The mountain caribou is endangered because the old-growth forest is endangered. In losing our old-growth, we are also losing other old-growth dependent species. For instance, many species of rainforest lichens in the Central Selkirks are dependent upon old-growth forest.
67% of the Inland Rainforest Region is forest, but only 17% of the region is old-growth forest that is intact (continuous for 1,000 hectares or more).
About 16% of the region is in protected areas, but only 4.5% of the region is protected, intact, old-growth forest.
The northern half of the region has 2.5 times more protected, intact old-growth than the southern half.
The Valhalla Wilderness Society proposal has been designed to include rare stands of ancient cedar-hemlock forest such as the upper Incomappleux Valley. Recently, nine lichen species new to science were found there. Scientists are studying another 40 potentially new species.
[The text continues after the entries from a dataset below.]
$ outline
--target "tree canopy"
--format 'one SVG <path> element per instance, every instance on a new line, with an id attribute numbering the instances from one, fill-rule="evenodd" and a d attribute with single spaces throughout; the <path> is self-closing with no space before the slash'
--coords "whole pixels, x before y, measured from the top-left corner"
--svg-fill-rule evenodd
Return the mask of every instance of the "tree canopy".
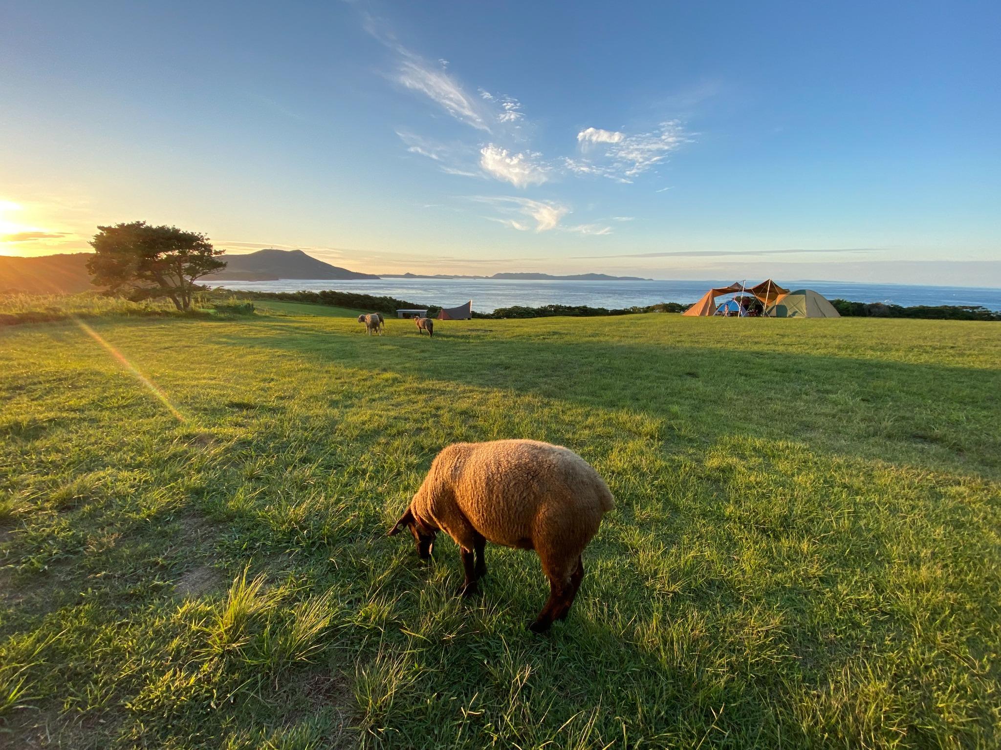
<path id="1" fill-rule="evenodd" d="M 195 281 L 226 266 L 216 257 L 222 250 L 199 232 L 144 221 L 97 229 L 90 242 L 94 256 L 87 262 L 91 282 L 133 299 L 165 296 L 178 310 L 190 310 Z"/>

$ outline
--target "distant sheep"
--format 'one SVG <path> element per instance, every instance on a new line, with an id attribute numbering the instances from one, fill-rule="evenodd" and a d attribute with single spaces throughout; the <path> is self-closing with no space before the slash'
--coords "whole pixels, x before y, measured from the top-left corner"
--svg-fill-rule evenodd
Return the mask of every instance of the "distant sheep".
<path id="1" fill-rule="evenodd" d="M 369 336 L 372 335 L 372 331 L 375 331 L 375 333 L 381 336 L 382 330 L 385 328 L 385 321 L 382 320 L 382 316 L 378 313 L 359 315 L 358 322 L 365 324 L 365 330 L 368 331 Z"/>
<path id="2" fill-rule="evenodd" d="M 434 321 L 430 318 L 414 318 L 413 322 L 417 324 L 417 335 L 420 335 L 421 331 L 427 331 L 427 335 L 434 338 Z"/>
<path id="3" fill-rule="evenodd" d="M 486 574 L 486 540 L 536 550 L 550 598 L 529 629 L 543 633 L 566 619 L 584 579 L 581 553 L 613 507 L 602 477 L 568 448 L 535 440 L 455 443 L 431 463 L 389 536 L 409 528 L 423 560 L 438 530 L 450 536 L 465 570 L 461 596 Z"/>

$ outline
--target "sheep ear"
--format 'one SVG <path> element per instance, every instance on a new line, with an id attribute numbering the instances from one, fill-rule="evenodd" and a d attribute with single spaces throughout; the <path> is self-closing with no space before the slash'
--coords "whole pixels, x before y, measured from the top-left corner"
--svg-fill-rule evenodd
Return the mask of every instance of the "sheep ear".
<path id="1" fill-rule="evenodd" d="M 396 521 L 396 523 L 393 525 L 391 529 L 389 529 L 388 536 L 396 536 L 396 534 L 405 529 L 411 523 L 413 523 L 413 513 L 410 512 L 409 508 L 407 508 L 406 512 L 403 515 L 401 515 L 399 517 L 399 520 Z"/>

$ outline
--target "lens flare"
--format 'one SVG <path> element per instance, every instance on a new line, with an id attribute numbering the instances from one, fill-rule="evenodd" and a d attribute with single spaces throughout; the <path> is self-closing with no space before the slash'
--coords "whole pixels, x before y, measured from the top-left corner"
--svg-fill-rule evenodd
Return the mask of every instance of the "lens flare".
<path id="1" fill-rule="evenodd" d="M 86 333 L 88 336 L 90 336 L 92 339 L 94 339 L 94 341 L 96 341 L 98 344 L 100 344 L 104 348 L 104 350 L 107 351 L 108 354 L 110 354 L 115 360 L 117 360 L 118 363 L 122 367 L 124 367 L 128 372 L 130 372 L 132 375 L 134 375 L 136 380 L 138 380 L 140 383 L 142 383 L 146 387 L 146 389 L 150 393 L 152 393 L 160 401 L 161 404 L 163 404 L 165 407 L 167 407 L 167 410 L 171 414 L 173 414 L 174 417 L 177 418 L 177 421 L 179 421 L 179 422 L 187 422 L 187 419 L 184 418 L 184 415 L 181 414 L 179 411 L 177 411 L 177 409 L 174 408 L 174 405 L 170 403 L 170 401 L 167 399 L 167 397 L 163 393 L 163 391 L 161 391 L 159 388 L 157 388 L 156 385 L 154 385 L 153 382 L 149 378 L 147 378 L 145 375 L 143 375 L 139 371 L 139 368 L 137 368 L 135 365 L 133 365 L 131 362 L 129 362 L 125 358 L 124 354 L 122 354 L 120 351 L 118 351 L 117 349 L 115 349 L 111 344 L 109 344 L 107 341 L 105 341 L 104 338 L 102 338 L 101 335 L 97 331 L 95 331 L 93 328 L 91 328 L 90 326 L 88 326 L 86 323 L 84 323 L 79 318 L 73 318 L 73 322 L 76 323 L 83 330 L 84 333 Z"/>

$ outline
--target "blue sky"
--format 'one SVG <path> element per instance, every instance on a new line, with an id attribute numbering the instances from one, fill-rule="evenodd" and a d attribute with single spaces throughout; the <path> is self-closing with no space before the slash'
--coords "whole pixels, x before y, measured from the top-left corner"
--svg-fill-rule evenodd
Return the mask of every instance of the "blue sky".
<path id="1" fill-rule="evenodd" d="M 2 13 L 3 253 L 1001 286 L 998 3 Z"/>

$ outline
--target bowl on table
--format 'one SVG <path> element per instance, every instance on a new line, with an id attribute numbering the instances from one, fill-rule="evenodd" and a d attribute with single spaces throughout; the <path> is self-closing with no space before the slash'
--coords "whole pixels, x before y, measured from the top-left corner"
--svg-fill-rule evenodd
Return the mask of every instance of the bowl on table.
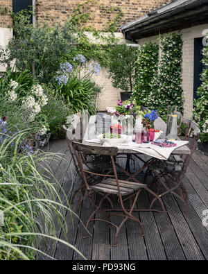
<path id="1" fill-rule="evenodd" d="M 110 135 L 109 134 L 109 135 L 112 135 L 113 137 L 112 138 L 108 138 L 108 137 L 103 137 L 103 134 L 100 134 L 99 135 L 98 135 L 98 138 L 101 141 L 101 143 L 107 143 L 110 145 L 114 145 L 114 144 L 123 144 L 125 139 L 126 139 L 126 135 Z M 117 135 L 117 136 L 116 136 Z M 108 137 L 107 135 L 107 137 Z"/>

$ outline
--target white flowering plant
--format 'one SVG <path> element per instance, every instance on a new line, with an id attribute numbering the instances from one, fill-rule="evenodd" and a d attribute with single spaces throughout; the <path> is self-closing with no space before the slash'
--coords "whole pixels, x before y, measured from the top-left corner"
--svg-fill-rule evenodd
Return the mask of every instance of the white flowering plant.
<path id="1" fill-rule="evenodd" d="M 201 130 L 200 142 L 205 143 L 208 142 L 208 46 L 203 49 L 202 54 L 205 68 L 201 74 L 202 84 L 197 90 L 199 98 L 193 101 L 193 118 Z"/>
<path id="2" fill-rule="evenodd" d="M 166 113 L 168 105 L 175 105 L 178 111 L 183 111 L 182 44 L 180 34 L 172 33 L 161 38 L 158 71 L 154 75 L 147 100 L 147 106 L 157 109 L 159 114 Z"/>

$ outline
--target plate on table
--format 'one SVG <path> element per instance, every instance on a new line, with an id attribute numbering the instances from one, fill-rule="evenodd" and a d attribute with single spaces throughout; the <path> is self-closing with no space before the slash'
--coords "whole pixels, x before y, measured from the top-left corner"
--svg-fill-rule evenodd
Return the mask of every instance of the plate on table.
<path id="1" fill-rule="evenodd" d="M 120 134 L 110 134 L 104 133 L 98 135 L 98 138 L 101 141 L 102 144 L 106 142 L 110 145 L 123 144 L 127 136 L 125 135 Z"/>
<path id="2" fill-rule="evenodd" d="M 155 137 L 154 137 L 154 141 L 157 140 L 158 138 L 159 138 L 160 135 L 163 133 L 163 131 L 159 130 L 159 132 L 155 132 Z"/>

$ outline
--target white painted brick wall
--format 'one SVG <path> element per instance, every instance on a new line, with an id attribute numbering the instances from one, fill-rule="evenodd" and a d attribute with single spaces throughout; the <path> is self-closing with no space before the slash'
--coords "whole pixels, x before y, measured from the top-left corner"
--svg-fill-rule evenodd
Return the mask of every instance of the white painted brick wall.
<path id="1" fill-rule="evenodd" d="M 191 118 L 193 111 L 193 60 L 194 38 L 204 37 L 204 30 L 208 29 L 208 24 L 195 26 L 180 31 L 183 44 L 182 88 L 184 91 L 184 116 Z M 138 40 L 141 45 L 150 41 L 158 43 L 158 36 L 153 36 Z"/>

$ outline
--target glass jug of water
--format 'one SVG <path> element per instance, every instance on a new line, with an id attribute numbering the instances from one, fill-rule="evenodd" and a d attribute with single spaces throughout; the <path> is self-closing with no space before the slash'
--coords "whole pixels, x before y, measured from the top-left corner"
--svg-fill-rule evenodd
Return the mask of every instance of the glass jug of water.
<path id="1" fill-rule="evenodd" d="M 177 107 L 171 106 L 168 108 L 167 128 L 166 138 L 168 140 L 176 140 L 177 139 L 177 129 L 182 124 L 182 116 L 180 112 L 177 112 Z M 179 124 L 177 124 L 179 121 Z"/>

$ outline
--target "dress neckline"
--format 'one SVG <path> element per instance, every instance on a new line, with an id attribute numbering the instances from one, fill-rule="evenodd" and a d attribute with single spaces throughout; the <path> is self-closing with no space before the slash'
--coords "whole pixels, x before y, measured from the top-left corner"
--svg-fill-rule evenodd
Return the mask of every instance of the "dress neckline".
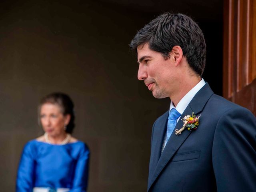
<path id="1" fill-rule="evenodd" d="M 63 145 L 63 144 L 52 144 L 52 143 L 46 143 L 46 142 L 44 142 L 43 141 L 38 141 L 38 140 L 37 140 L 36 139 L 34 139 L 34 140 L 36 142 L 38 142 L 38 143 L 43 143 L 43 144 L 47 144 L 47 145 L 51 145 L 51 146 L 66 146 L 67 145 L 68 145 L 68 144 L 75 144 L 78 143 L 79 143 L 80 142 L 81 142 L 79 140 L 78 140 L 77 141 L 76 141 L 75 142 L 72 142 L 72 143 L 67 143 L 67 144 L 64 144 Z"/>

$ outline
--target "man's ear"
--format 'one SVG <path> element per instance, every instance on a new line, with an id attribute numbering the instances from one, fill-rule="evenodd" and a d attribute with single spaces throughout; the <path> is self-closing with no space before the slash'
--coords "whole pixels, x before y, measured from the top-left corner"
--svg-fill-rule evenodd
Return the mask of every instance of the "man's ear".
<path id="1" fill-rule="evenodd" d="M 180 46 L 176 45 L 172 48 L 171 52 L 173 61 L 176 63 L 175 66 L 177 66 L 180 62 L 183 57 L 183 52 Z"/>

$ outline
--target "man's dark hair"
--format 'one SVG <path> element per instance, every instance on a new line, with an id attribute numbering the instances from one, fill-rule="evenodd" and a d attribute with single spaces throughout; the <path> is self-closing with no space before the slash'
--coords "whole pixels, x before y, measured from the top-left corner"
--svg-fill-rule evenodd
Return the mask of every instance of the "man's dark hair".
<path id="1" fill-rule="evenodd" d="M 165 13 L 140 30 L 130 44 L 132 50 L 148 43 L 152 50 L 160 52 L 165 60 L 175 46 L 180 46 L 190 66 L 201 76 L 205 67 L 206 45 L 198 25 L 185 15 Z"/>

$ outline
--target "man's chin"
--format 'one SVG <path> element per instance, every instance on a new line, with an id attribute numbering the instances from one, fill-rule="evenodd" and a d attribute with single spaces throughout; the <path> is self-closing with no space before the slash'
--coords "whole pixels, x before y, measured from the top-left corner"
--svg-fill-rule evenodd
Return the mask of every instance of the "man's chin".
<path id="1" fill-rule="evenodd" d="M 166 96 L 167 94 L 164 94 L 163 92 L 154 91 L 154 90 L 152 91 L 152 94 L 153 96 L 157 99 L 163 99 L 168 97 L 168 96 Z"/>

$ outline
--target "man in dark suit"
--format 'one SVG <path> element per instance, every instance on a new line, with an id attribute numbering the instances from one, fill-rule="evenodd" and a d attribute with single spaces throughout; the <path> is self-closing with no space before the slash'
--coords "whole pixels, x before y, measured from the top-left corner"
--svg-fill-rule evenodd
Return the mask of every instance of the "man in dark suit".
<path id="1" fill-rule="evenodd" d="M 256 192 L 256 119 L 202 79 L 206 45 L 198 25 L 165 13 L 130 46 L 139 80 L 155 97 L 171 100 L 153 126 L 148 191 Z"/>

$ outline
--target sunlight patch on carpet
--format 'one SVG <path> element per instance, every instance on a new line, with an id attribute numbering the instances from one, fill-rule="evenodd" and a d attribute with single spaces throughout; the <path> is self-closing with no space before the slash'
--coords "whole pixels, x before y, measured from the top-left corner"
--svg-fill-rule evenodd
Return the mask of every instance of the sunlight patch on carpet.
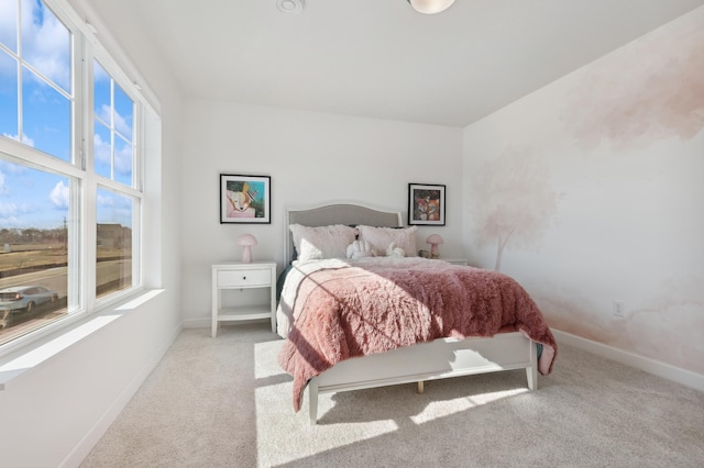
<path id="1" fill-rule="evenodd" d="M 416 424 L 424 424 L 440 417 L 450 416 L 472 408 L 481 406 L 493 401 L 502 400 L 508 397 L 515 397 L 520 393 L 528 392 L 528 389 L 512 389 L 496 392 L 475 394 L 472 397 L 460 397 L 451 400 L 433 401 L 429 403 L 425 410 L 411 416 L 410 420 Z"/>

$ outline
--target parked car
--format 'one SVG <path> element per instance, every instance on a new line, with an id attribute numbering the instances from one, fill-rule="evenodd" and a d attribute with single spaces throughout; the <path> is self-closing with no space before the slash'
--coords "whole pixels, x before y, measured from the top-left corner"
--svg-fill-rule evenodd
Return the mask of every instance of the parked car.
<path id="1" fill-rule="evenodd" d="M 0 289 L 0 321 L 4 326 L 20 312 L 32 313 L 34 308 L 58 300 L 58 293 L 41 286 L 15 286 Z"/>

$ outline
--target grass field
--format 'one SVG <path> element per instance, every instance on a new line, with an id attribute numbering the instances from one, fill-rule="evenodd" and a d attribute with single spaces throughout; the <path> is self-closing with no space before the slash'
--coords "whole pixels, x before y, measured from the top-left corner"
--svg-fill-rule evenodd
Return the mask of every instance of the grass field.
<path id="1" fill-rule="evenodd" d="M 100 248 L 98 259 L 129 254 L 129 249 Z M 20 268 L 66 265 L 68 255 L 63 244 L 13 244 L 10 252 L 0 250 L 0 271 Z"/>

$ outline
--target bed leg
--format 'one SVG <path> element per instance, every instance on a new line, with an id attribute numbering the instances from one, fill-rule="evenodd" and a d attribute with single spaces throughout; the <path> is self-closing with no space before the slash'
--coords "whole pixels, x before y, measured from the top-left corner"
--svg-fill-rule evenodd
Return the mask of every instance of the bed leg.
<path id="1" fill-rule="evenodd" d="M 538 389 L 538 347 L 530 342 L 530 366 L 526 367 L 526 377 L 528 378 L 528 389 Z"/>
<path id="2" fill-rule="evenodd" d="M 308 382 L 308 405 L 310 406 L 310 425 L 315 426 L 318 423 L 318 378 L 314 377 Z"/>

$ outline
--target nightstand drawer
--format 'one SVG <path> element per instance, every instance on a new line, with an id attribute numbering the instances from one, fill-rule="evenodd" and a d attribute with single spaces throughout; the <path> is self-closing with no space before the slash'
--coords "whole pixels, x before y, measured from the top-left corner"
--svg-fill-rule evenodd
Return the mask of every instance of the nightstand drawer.
<path id="1" fill-rule="evenodd" d="M 272 270 L 218 271 L 218 287 L 244 288 L 248 286 L 271 286 Z"/>

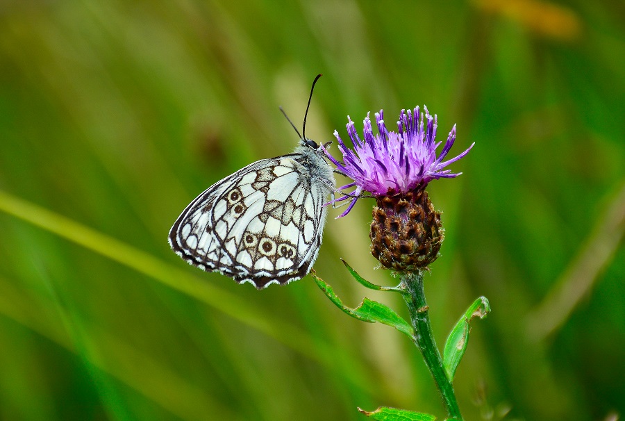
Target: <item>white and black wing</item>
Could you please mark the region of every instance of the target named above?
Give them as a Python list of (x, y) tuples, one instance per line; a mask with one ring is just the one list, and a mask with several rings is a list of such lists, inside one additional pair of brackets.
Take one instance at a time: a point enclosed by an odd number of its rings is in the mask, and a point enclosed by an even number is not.
[(301, 158), (263, 159), (210, 187), (174, 224), (172, 249), (191, 265), (259, 289), (302, 278), (319, 252), (331, 188)]

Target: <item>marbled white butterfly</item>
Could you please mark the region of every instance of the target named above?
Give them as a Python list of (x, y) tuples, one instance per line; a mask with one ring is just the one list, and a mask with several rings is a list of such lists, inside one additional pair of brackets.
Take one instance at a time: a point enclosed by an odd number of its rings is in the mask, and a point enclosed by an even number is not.
[(335, 183), (321, 147), (305, 137), (306, 122), (305, 116), (304, 135), (293, 126), (300, 145), (292, 154), (251, 163), (187, 206), (169, 231), (176, 254), (258, 289), (308, 273), (322, 243), (324, 203)]

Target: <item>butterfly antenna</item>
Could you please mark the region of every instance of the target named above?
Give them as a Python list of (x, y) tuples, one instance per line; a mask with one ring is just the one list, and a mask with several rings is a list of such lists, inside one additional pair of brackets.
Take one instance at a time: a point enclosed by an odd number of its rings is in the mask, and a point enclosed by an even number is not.
[[(315, 80), (312, 81), (312, 88), (310, 88), (310, 96), (308, 97), (308, 105), (306, 106), (306, 113), (304, 114), (304, 122), (301, 125), (301, 133), (303, 134), (303, 137), (302, 139), (306, 141), (306, 117), (308, 115), (308, 108), (310, 108), (310, 100), (312, 99), (312, 91), (315, 90), (315, 84), (317, 83), (317, 81), (319, 80), (319, 78), (322, 76), (323, 75), (319, 73), (317, 75), (317, 77), (315, 78)], [(292, 123), (291, 123), (292, 124)], [(299, 133), (298, 133), (299, 134)]]
[(293, 122), (291, 121), (291, 119), (289, 118), (289, 116), (286, 115), (286, 113), (284, 112), (284, 110), (282, 109), (282, 106), (278, 107), (280, 108), (280, 110), (282, 111), (282, 113), (284, 114), (284, 117), (286, 117), (287, 121), (291, 124), (291, 126), (295, 130), (295, 133), (297, 133), (297, 135), (299, 136), (299, 138), (303, 140), (303, 138), (301, 137), (301, 135), (299, 134), (299, 131), (297, 130), (297, 128), (295, 127), (295, 124), (293, 124)]

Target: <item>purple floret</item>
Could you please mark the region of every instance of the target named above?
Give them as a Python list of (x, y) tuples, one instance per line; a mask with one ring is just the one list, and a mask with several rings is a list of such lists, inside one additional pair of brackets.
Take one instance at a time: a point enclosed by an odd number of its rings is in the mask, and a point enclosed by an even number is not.
[[(337, 169), (353, 180), (353, 183), (344, 185), (339, 190), (356, 188), (331, 203), (351, 200), (347, 209), (338, 217), (347, 215), (362, 192), (369, 192), (375, 197), (392, 196), (407, 193), (425, 186), (435, 179), (451, 179), (461, 172), (452, 173), (445, 167), (465, 156), (475, 143), (456, 156), (446, 161), (447, 155), (456, 140), (456, 125), (447, 136), (447, 141), (440, 154), (436, 157), (436, 149), (442, 143), (435, 143), (437, 118), (430, 115), (424, 106), (424, 113), (419, 107), (414, 111), (402, 110), (397, 122), (397, 132), (388, 131), (384, 124), (383, 113), (376, 113), (378, 134), (374, 135), (369, 113), (365, 119), (364, 141), (356, 132), (353, 122), (347, 119), (347, 134), (353, 145), (353, 150), (348, 148), (335, 131), (338, 147), (343, 155), (343, 162), (335, 160), (325, 151), (326, 155)], [(424, 117), (427, 125), (424, 125)]]

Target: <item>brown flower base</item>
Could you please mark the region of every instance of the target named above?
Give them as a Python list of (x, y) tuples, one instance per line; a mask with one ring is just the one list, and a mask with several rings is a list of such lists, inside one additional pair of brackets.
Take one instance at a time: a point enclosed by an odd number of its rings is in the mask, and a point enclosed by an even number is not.
[(417, 190), (378, 197), (369, 237), (371, 253), (382, 266), (412, 272), (437, 259), (444, 229), (427, 192)]

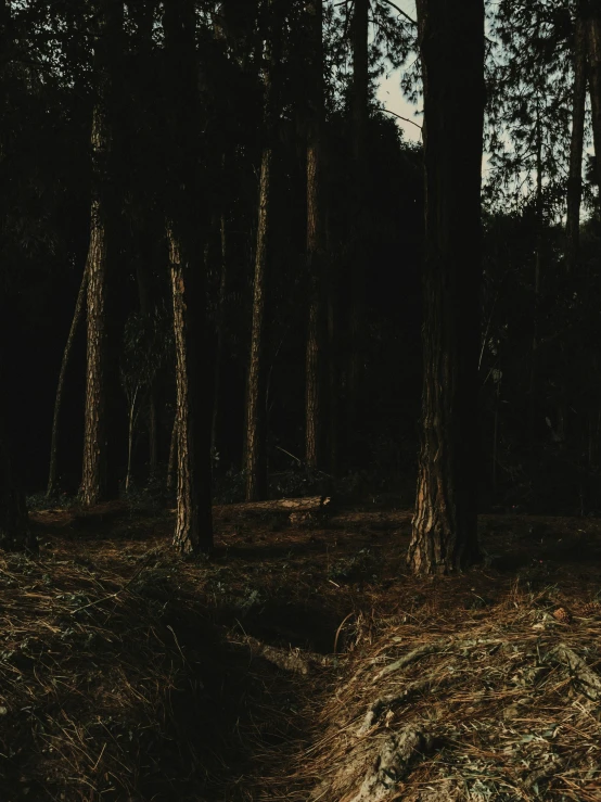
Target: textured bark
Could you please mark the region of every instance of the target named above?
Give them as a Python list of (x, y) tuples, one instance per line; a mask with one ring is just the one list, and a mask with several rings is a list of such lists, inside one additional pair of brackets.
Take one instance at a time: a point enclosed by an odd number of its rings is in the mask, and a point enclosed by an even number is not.
[(587, 93), (586, 26), (578, 3), (574, 40), (574, 96), (572, 101), (572, 137), (570, 141), (570, 175), (567, 178), (566, 265), (573, 272), (578, 264), (580, 240), (580, 203), (583, 198), (583, 147)]
[(269, 0), (270, 30), (267, 42), (264, 100), (264, 145), (260, 164), (257, 246), (253, 287), (253, 321), (246, 393), (246, 500), (258, 501), (267, 494), (267, 297), (272, 257), (271, 214), (273, 162), (277, 130), (281, 0)]
[(307, 141), (307, 277), (309, 281), (309, 320), (307, 327), (305, 459), (317, 468), (323, 459), (323, 374), (325, 345), (325, 259), (323, 225), (322, 131), (323, 42), (322, 4), (312, 0), (306, 7), (308, 16), (308, 141)]
[(536, 111), (536, 253), (534, 258), (533, 277), (533, 334), (530, 342), (530, 381), (528, 387), (528, 440), (530, 448), (535, 445), (536, 409), (538, 389), (538, 317), (540, 305), (540, 277), (544, 265), (544, 205), (542, 205), (542, 120), (540, 119), (540, 104)]
[(246, 397), (246, 500), (259, 501), (267, 494), (267, 359), (266, 359), (266, 294), (267, 262), (270, 240), (271, 168), (273, 151), (263, 151), (260, 164), (259, 220), (255, 278), (253, 287), (253, 322), (251, 329), (251, 358)]
[[(330, 205), (328, 204), (328, 208)], [(329, 215), (325, 215), (325, 251), (332, 253)], [(338, 308), (338, 266), (334, 259), (328, 263), (328, 464), (330, 473), (338, 470), (338, 425), (340, 425), (340, 308)]]
[[(99, 142), (98, 112), (94, 113), (92, 141)], [(93, 147), (97, 147), (95, 144)], [(84, 469), (81, 501), (92, 506), (106, 494), (106, 229), (102, 205), (92, 201), (88, 250), (88, 346), (86, 370), (86, 411), (84, 423)]]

This is in the Incomappleux Valley. There was once a major caribou travel corridor in the valley, but most of it was logged and no one has seen a caribou in the remaining intact forest. Still, it is the most southerly example of rainforest in the BC Interior and it has many 500-1,000-year old trees. Evidence indicates the oldest ones may be 1,800 years old or more. Many of the nearly 300 species of lichens that live there are confined to lower-elevations and many may be wiped out if the old-growth continues to be logged. Logging has left very little of this legacy of ancient forest in the southern part of this region, and the Selkirk Mountain Caribou Park Proposal is where it can be found.